Belle de Jour

チャンネルを変えながらBBCの"HARDtalk"*1を見ていた時、急に女性の言葉が耳に入った。

「売春婦が殺されると、『女性が殺された』ではなく、『売春婦が殺された』と言われるんです」

顔の右半分に傷痕のある美しい中年女性はそう言った*2


私はそういえばそうだなと少し考えこんだけれど、しばらくして幾つかの事に気がついた。日本ではそもそも被害者を売春婦とは明確には呼ばないだろう事、職業は報道で曖昧に伏せられるか、若しくは売春婦を意識的に標的にする殺人自体、今の日本では具体性を持って想像され辛い事(もちろん過去にその種の事件は存在してきたのだけれど)。

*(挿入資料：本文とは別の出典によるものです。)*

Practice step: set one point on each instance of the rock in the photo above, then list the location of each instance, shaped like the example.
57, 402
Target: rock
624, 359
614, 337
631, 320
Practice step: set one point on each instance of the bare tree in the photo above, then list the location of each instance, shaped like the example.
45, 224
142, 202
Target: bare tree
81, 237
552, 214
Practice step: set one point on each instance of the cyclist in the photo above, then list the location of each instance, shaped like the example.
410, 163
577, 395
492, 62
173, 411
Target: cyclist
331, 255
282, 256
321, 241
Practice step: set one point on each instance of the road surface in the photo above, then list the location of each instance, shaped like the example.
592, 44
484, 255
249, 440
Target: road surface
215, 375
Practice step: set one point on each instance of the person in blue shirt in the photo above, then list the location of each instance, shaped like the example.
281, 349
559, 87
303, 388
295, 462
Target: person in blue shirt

どのくらい前か英国で売春婦の連続殺人があって、英国本国でのあからさまな蔑視とスキャンダラスな報道ぶりに驚かされたことがあったけれど。


もちろんここで幾つか連想される事件はあるわけだけれど、今ここでは敢えて触れない。
売春婦を狙う心性には、やはりまた欲求に絡みつく鬱積と衝動があるのだろうけれど(性的衝動より、彼女らが人間扱いされない状況によって狙われるのだと冒頭の彼女は言っていたが)、英国での波紋や社会の反発の激しさそのものが、事件の動機のいくばくかを透かしているようにも見える。

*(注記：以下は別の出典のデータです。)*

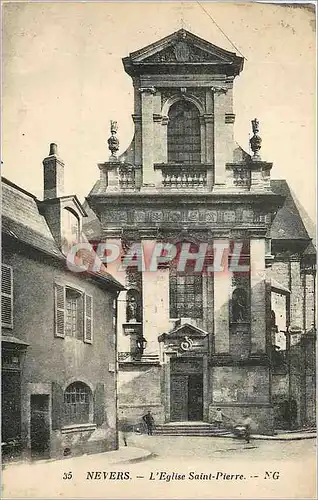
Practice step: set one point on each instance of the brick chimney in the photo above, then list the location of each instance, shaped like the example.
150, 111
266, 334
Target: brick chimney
53, 170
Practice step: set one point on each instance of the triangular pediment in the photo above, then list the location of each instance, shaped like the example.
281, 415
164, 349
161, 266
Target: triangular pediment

「思うような人生」が己の手には無いのだと悟った時、その「何か」がどこに向けられるかは、おそらく意識がどう社会に支配されているかによっている。
自分が意識しているよりもよほど、誰もが例外なくひどく短絡的な反発の感情に支配されており、「思うような人生」は、しばしば子供の幸せな夢の続きなのか、メディアの刷り込みなのかすら判然としない。


何かといえば『根源的な動機』を求めるのは、我々の幾つかの世代に跨る思考の癖といってよいのだろうが、日常的な意識の内の、あまりに卑近な動機の曝露は、現実には社会の「お約束」と、集団の性的な意識とを映し出す。
それは果たしてタブーと呼ばれるものか、それとも視界に入らない意識の横っ面なのか。

事実は、初めから何も隠されてなどおらず、――横に立って見れば――我々の開いた口と脱げかけた下着が見えるということでしかないのだろうが。